Studying internationally with design experts has molded our process to focus on researching you, your business, and your client market. Instead of just stylizing a brand, we ask you hard questions like WHY does your business do what it does, and what is your mission. This allows us to develop informed concepts that resonate with people.

When you choose Fizz Creative, you become part of a collaborative team. Rather than presenting you with six or eight bland suggestions that could fit just about everyone (but aren't actually exciting or meaningful to anyone), we meet with you multiple times and discuss concepts so we can truly focus in and hone the perfect one for you. 
When the 103rd Ohio Volunteer Infantry called us, they had an overly elaborate logo and an outdated website that didn't reflect their organization. We toured their museum and researched their history. We honed this into a clean, simplified mark that reflected their history and honor. 

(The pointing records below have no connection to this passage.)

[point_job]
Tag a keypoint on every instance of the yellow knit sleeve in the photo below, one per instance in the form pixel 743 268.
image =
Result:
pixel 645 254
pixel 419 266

We redesigned their website to better reflect their organization and their current needs, which is more social, and developed apparel and merchandise for them to celebrate their new brand.
Inspiration comes from many places, including mid-century and contemporary designers, books, magazines, and less obvious sources. We were fortunate that the 103rd OVI has a museum where we  pored over artifacts, memorabilia, insignia, and books, which fueled many creative concepts. 

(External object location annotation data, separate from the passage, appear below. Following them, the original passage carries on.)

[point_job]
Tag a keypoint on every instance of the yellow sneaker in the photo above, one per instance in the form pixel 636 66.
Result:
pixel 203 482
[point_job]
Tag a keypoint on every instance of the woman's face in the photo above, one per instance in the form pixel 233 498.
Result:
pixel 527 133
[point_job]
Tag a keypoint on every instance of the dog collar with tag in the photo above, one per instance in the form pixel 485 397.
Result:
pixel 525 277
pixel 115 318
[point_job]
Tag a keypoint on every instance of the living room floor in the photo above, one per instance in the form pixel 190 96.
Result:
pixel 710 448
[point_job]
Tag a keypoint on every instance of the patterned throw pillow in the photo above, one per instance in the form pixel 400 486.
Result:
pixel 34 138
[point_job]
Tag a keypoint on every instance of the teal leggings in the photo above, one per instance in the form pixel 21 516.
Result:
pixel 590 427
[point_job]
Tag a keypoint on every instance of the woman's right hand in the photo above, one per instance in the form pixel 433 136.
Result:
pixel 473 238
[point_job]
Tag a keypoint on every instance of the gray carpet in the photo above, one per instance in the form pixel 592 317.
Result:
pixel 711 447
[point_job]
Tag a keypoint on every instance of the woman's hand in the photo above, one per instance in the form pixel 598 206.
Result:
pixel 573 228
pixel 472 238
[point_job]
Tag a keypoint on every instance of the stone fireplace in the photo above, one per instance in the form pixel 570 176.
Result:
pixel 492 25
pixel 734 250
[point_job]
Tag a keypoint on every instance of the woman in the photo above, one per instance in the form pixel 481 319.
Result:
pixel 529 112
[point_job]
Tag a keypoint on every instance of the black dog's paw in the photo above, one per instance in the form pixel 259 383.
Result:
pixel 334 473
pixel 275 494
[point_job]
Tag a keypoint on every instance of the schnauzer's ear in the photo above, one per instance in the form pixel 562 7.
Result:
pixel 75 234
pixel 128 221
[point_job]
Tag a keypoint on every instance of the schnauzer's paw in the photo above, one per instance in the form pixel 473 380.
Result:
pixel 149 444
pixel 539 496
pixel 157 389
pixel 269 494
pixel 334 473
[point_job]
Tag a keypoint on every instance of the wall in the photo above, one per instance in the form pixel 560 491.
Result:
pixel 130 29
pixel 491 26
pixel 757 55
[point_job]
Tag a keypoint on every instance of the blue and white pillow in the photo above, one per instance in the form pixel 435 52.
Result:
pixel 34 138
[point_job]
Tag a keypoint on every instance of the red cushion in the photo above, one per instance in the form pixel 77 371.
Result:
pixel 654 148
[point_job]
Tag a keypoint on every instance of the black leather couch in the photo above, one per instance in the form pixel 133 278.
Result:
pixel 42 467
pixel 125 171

The OVI has an incredible legacy, so part of our process involved research into their unique history and evaluating older graphic styles to discover the proper approach. The value of sketching cannot be overrated, this is where new unique idea are generated and tested.

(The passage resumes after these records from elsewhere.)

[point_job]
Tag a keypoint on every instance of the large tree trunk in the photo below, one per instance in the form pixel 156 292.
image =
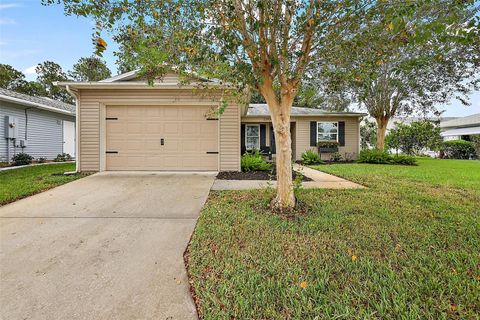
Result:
pixel 280 114
pixel 382 123
pixel 285 197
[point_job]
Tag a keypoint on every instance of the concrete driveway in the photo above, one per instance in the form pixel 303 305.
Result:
pixel 108 246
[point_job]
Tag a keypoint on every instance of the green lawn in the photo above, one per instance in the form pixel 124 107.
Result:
pixel 20 183
pixel 407 247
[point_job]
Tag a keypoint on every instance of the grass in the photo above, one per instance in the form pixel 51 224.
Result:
pixel 404 248
pixel 23 182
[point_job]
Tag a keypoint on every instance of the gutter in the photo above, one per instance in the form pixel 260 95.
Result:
pixel 355 115
pixel 137 85
pixel 34 104
pixel 75 95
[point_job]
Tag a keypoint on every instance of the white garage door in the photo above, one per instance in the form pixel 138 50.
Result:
pixel 161 138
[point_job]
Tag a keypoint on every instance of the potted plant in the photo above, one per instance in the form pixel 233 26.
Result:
pixel 327 146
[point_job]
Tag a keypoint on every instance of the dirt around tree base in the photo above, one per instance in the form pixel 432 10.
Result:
pixel 253 175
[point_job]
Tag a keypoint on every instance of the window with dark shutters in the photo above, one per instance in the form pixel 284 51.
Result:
pixel 341 133
pixel 313 133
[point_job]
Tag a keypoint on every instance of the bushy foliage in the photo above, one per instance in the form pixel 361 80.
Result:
pixel 327 144
pixel 476 144
pixel 310 157
pixel 62 157
pixel 403 159
pixel 414 138
pixel 336 156
pixel 22 159
pixel 254 161
pixel 458 149
pixel 374 156
pixel 383 157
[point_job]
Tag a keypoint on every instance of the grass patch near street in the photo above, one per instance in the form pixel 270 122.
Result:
pixel 20 183
pixel 404 248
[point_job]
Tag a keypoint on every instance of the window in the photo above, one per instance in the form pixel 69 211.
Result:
pixel 252 136
pixel 327 131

Crests and shields were an effective way to convey strength and reference the military history while still allowing a unique character to each design. We chose options that felt solid and timeless, so as to give the new logo a grounded feeling.
The best designs were more modern but still retained elements of military history. At this point we were carefully evaluating how each mark could be implemented into a larger branding program including website, print material, and stationery. 
The final logo was enhanced with vintage style typography and a subtle texture for large applications. A standalone mark was useful for social media, and a one color option is used for most merchandise applications, to mimic period printing. 
The website developed following the color and style guide, with elements like stars and chevrons reflecting the logo and military rank. Sepia tones add warmth to period photos in the headers. 
Merchandise uses a solid one color logo mark to reflect the simplicity of period printing and to allow more versatile use of substrates and colors, such as yellow on Union Blue shirts and black on canvas bags.